I recently had a conversation with Shame, a part of me that hides in the shadows of my soul. She said:
Stop being a weakling.
Stop trying to walk a narrow line.
Stop being politically correct.
I’m so sick of hiding in the shadows.
I’m so sick of being ashamed.”
You know, my friends all think it’s his fault, when I talk about the abuse in my first marriage.
But I know.
I know that I stayed.
That I wimped out.
That I should have left the first time. When he hit me across the face and then said, “I was raising my hand to cover your mouth and you moved your head into my hand.”
I should have left the next time. When he threw me up the stairs, then blocked the door with his chair so I couldn’t leave.
I should have left so many other times.
When I said something he didn’t like.

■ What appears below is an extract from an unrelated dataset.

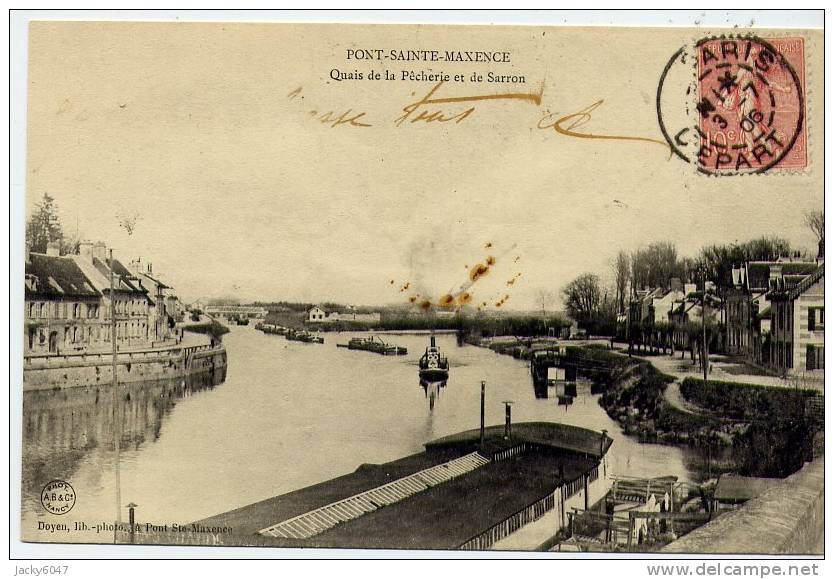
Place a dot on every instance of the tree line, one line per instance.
(595, 304)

When I expressed my own opinions and was belittled for it. When chairs flew across the room because I had dreams for myself that didn’t include serving him.
But I was afraid. And ashamed.
How could I love someone, have children with someone, who was so disrespectful of me?
There must be something wrong with me.
I so wanted it to work. For things to change. Sometimes it was months between physical outbursts. But the emotional and verbal abuse was ongoing.
I put up with it because I was afraid to rock the boat. Afraid I couldn’t survive in the world without him.
And then I left.
And the world went on.
Now I know.
I am stronger than I ever thought I could be. I’m incredibly good at making money. I’ve got a mission that is bigger than my ego recognizes.
I will take a stand.
I am powerful.
I am wise.
I am committed.
I am visionary.
And if that makes me a Nasty Woman, so be it. I wear that badge with honor.